After being an individual contributor for many years, I have realized that strong technical leadership is required to accomplish great results with a group of people. It does not necessarily mean managing people but supporting people to their best possible work.
Supporting people to their best possible work.
The impact as a technical leader can be rewarding because you don't only appreciate the outcome but also the growth of personalities. Your focus shifts as a one-star chef once told me: “I'm the oil that keeps the machine running.”
Product engineering aptly describes the essence of my work these days: Solving problems and serving the needs of users by finding technical solutions. Those solutions serve as the foundation of building a business.
Solving problems and serving the needs of users by finding technical solutions.
I have served that role in various positions during my career as a software developer, engineering manager, and CTO. Even though all functions include multiple responsibilities, I always try to focus on the user first. The rest follows automatically.
Building products in a professional context brings me back to my early days. It has run like a red thread through my life since I tried to sell T-shirts online.
I gained my first development experience during my time as a working student. The company developed software for the car industry, and I worked mostly on internal tools and built prototypes.
I can remember a situation where I had trouble finding a way to structure my code. I added code and deleted it five minutes later, over and over again. At some point, I decided to ask for help and approached my former boss. A couple of minutes into the conversation, he stopped my explanation and said, “Erst grübeln, dann dübeln,” which is literally translated to “Brood first, plug later.”
It seems obvious, but it completely changed how I approach problems. Most of the time, I try to understand the problem, find options, and select the option that solves the problem best in the current context.
I found a meaningful slogan for my work attitude that has followed me since my first coding job: Think then code.
In April 2020, I read a tweet from Guillermo Rauch, where he answered this question: Describe software engineering in three words or less. His answer was, “Think then code.”
Honestly, I never had a plan in mind for my career. Luckily for me, my parents recognized the potential of working in the software industry. They pushed me to take an apprenticeship and, afterward, to continue by studying computer science.
I can still remember my first day at university and the welcome speech that the faculty director gave us. He directly took all our excitement away by saying that we were not going to learn game programming. At first, people started leaving the room. He continued, however, and said something that still sticks with me and is an essential part of my career: “The most important thing that we try to teach you is the ability to understand problems and solve them on your own.”
Core skill: The ability to understand problems and solve them on your own.
I didn’t give it much importance back then, but in retrospect, it is a skill that gives you superpowers. Everything in our industry develops and changes so fast that you need to understand the core of a problem and find an appropriate solution.
With many years in the industry, I have realized that this skill is one of my biggest strengths. I understand business and technical problems and find technological solutions to build successful products.

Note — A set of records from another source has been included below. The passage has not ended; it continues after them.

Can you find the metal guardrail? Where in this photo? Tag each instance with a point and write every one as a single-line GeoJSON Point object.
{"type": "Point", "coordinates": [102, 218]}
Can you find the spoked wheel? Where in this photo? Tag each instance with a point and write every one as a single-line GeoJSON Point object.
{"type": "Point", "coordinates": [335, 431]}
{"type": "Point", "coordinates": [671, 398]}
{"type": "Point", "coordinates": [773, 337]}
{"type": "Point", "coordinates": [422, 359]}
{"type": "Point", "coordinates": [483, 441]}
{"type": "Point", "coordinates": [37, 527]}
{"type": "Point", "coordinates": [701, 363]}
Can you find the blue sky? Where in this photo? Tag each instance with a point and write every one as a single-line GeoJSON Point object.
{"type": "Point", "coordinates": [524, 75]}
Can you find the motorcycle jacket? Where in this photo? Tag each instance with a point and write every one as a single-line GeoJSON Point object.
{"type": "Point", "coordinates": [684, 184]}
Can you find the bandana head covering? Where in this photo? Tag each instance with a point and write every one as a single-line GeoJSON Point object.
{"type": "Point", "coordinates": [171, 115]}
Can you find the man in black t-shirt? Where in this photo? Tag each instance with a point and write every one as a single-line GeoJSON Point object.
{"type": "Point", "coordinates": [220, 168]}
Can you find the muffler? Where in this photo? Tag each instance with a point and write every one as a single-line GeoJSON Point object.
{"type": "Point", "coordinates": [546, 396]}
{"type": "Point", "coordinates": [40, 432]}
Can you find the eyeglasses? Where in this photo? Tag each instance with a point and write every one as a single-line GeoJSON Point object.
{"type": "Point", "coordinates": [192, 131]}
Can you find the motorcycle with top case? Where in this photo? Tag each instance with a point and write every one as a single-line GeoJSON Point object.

In my late teens, I noticed a few people in my hometown area who tried to start small businesses. I cannot remember much about them anymore, but I can remember how I was electrified by the idea of building my own business.
Back then, my best friend and I had the glorious idea of designing, producing, and selling T-shirts online. We registered our business and trademarks, full of enthusiasm. We borrowed money from our parents, ordered hundreds of T-shirts, and built an online shop. Needless to say, we failed. We did everything wrong that we could do wrong. Despite that, it was a fantastic time, and I enjoyed the whole journey a lot.
My driver and motivation: Building, fighting, overcoming obstacles, having a common goal, and working with other passionate people.
Years later, I realized that the excitement did not come from starting or owning a business. It was the process of building, fighting, overcoming obstacles, having a common goal, and working with other passionate people.
Those attributes are still my main drivers and motivation.